As Large Language Models (LLMs) evolve from code generators into collaborative partners for software engineers, our methods for evaluation are lagging. Current benchmarks, focused on code correctness, fail to capture the nuanced, interactive behaviors essential for successful human-AI partnership. To bridge this evaluation gap, this paper makes two core contributions. First, we present a foundational taxonomy of desirable agent behaviors for enterprise software engineering, derived from an analysis of 91 sets of user-defined agent rules. This taxonomy defines four key expectations of agent behavior: Adhere to Standards and Processes, Ensure Code Quality and Reliability, Solving Problems Effectively, and Collaborating with the User. Second, recognizing that these expectations are not static, we introduce the Context-Adaptive Behavior (CAB) Framework. This emerging framework reveals how behavioral expectations shift along two empirically-derived axes: the Time Horizon (from immediate needs to future ideals), established through interviews with 15 expert engineers, and the Type of Work (from enterprise production to rapid prototyping, for example), identified through a prompt analysis of a prototyping agent. Together, these contributions offer a human-centered foundation for designing and evaluating the next generation of AI agents, moving the field's focus from the correctness of generated code toward the dynamics of true collaborative intelligence.
Paper Structure (37 sections, 2 figures, 1 table)

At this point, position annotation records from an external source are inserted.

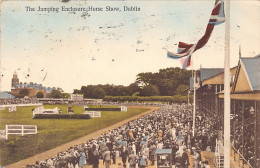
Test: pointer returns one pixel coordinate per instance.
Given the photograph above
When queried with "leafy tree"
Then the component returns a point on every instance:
(150, 90)
(76, 91)
(98, 93)
(132, 89)
(182, 90)
(23, 93)
(39, 95)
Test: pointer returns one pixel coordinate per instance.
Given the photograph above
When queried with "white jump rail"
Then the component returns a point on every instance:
(123, 108)
(93, 114)
(20, 105)
(20, 130)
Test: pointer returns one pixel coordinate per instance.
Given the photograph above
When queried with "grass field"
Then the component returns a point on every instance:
(51, 132)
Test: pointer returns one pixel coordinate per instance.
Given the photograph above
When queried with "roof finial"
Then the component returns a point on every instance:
(239, 51)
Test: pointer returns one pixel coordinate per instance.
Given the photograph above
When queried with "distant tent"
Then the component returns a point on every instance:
(6, 95)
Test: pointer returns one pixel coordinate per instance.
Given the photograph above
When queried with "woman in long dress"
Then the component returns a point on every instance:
(82, 159)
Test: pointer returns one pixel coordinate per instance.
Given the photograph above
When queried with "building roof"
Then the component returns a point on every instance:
(206, 73)
(6, 95)
(252, 68)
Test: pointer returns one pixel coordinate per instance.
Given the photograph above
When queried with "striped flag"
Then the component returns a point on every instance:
(186, 50)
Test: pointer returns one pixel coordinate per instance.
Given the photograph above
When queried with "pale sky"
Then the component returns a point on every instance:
(69, 50)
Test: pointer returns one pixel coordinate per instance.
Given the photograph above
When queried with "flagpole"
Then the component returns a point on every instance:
(194, 98)
(227, 88)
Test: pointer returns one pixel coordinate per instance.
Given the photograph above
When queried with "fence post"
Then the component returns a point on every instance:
(6, 132)
(22, 130)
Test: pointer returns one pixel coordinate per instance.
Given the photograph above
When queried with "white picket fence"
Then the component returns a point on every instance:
(93, 114)
(41, 110)
(20, 130)
(13, 107)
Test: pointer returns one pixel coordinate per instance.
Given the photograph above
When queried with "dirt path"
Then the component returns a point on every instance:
(52, 152)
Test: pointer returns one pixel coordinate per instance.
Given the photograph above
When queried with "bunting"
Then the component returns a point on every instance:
(186, 50)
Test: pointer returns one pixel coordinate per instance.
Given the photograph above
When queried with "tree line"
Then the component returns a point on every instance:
(166, 82)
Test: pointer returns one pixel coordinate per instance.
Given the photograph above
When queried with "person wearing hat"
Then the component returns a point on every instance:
(185, 159)
(132, 160)
(82, 159)
(107, 158)
(196, 157)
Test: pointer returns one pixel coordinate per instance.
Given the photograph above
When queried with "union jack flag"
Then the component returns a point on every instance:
(186, 50)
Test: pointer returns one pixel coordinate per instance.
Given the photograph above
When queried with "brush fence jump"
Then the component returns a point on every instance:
(41, 110)
(123, 108)
(13, 107)
(93, 114)
(20, 130)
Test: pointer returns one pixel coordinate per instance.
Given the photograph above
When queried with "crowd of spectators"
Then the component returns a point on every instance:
(136, 142)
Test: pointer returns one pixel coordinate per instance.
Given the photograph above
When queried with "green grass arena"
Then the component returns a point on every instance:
(52, 132)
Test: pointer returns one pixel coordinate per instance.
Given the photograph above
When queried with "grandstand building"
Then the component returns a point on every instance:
(245, 106)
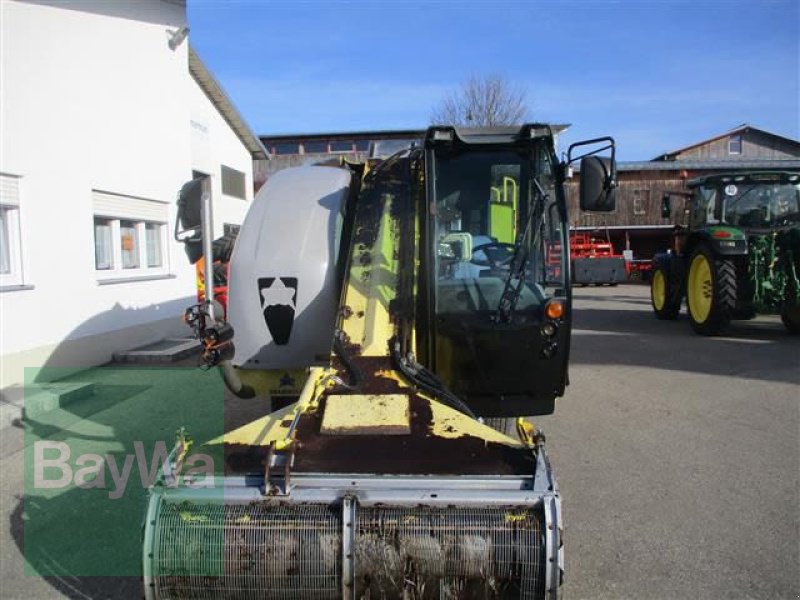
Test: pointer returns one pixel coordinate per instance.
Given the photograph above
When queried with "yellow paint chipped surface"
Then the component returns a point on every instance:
(363, 414)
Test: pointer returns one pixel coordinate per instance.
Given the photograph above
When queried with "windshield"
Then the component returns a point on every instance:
(760, 204)
(486, 203)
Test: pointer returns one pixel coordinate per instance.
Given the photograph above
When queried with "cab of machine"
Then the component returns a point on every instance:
(497, 266)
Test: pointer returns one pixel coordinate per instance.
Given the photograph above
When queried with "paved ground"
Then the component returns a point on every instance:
(678, 459)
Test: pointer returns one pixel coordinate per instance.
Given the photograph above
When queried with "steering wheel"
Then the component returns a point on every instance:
(498, 254)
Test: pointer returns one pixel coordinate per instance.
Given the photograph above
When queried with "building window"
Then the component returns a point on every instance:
(342, 146)
(735, 144)
(641, 199)
(154, 240)
(233, 183)
(315, 147)
(10, 242)
(10, 251)
(103, 244)
(286, 148)
(124, 247)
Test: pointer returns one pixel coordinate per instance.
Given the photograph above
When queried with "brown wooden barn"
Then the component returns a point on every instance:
(637, 224)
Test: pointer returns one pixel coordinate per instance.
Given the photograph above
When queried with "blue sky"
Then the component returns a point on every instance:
(657, 75)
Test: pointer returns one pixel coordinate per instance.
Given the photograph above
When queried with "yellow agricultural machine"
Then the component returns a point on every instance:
(402, 317)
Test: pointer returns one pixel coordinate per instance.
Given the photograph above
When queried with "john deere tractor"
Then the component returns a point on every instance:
(735, 254)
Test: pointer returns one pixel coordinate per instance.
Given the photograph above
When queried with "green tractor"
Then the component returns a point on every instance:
(736, 252)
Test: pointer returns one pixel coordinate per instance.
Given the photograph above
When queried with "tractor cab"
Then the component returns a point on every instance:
(752, 202)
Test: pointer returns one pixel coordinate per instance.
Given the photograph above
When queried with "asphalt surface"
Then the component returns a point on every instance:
(678, 459)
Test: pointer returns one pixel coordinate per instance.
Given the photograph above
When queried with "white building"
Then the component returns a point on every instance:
(105, 113)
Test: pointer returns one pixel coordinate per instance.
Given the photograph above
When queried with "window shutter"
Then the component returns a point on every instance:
(128, 207)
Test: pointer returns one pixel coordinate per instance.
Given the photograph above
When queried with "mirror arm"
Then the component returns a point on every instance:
(610, 144)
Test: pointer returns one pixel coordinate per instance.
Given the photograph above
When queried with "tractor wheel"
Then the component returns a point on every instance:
(662, 296)
(710, 292)
(505, 425)
(791, 319)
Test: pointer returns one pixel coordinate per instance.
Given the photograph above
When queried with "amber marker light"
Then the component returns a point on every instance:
(554, 309)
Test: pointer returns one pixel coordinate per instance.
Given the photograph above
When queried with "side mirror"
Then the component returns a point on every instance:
(666, 207)
(598, 186)
(188, 225)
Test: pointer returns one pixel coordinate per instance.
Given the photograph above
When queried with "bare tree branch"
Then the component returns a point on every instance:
(483, 101)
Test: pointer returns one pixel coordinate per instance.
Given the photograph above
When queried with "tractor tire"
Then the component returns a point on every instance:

This paper contains 37 sections, 2 figures, 1 table.

Figures (2)

  • Figure 1: The majority of the 15 developers in our interview study had more than 6 years of professional experience, and the majority use AI agents for their professional work every day. In addition, the majority of our participants supervised or mentored junior software developers multiple times in their respective careers.
  • Figure 2: The Context-Adaptive Behavior (CAB) Framework extends the taxonomy of desirable agent behaviors developed for an enterprise setting along two empirically-derived axes. The Time Horizon axis maps the evolution from current needs to future ideals. The Type of Work axis reveals how expectations change when shifting from production-grade engineering to exploratory development. Text in green with a plus sign indicates expected behaviors unique in its quadrant. Text in gray with a downward arrow represents an expectation less prominent compared to the “Enterprise Production” base line.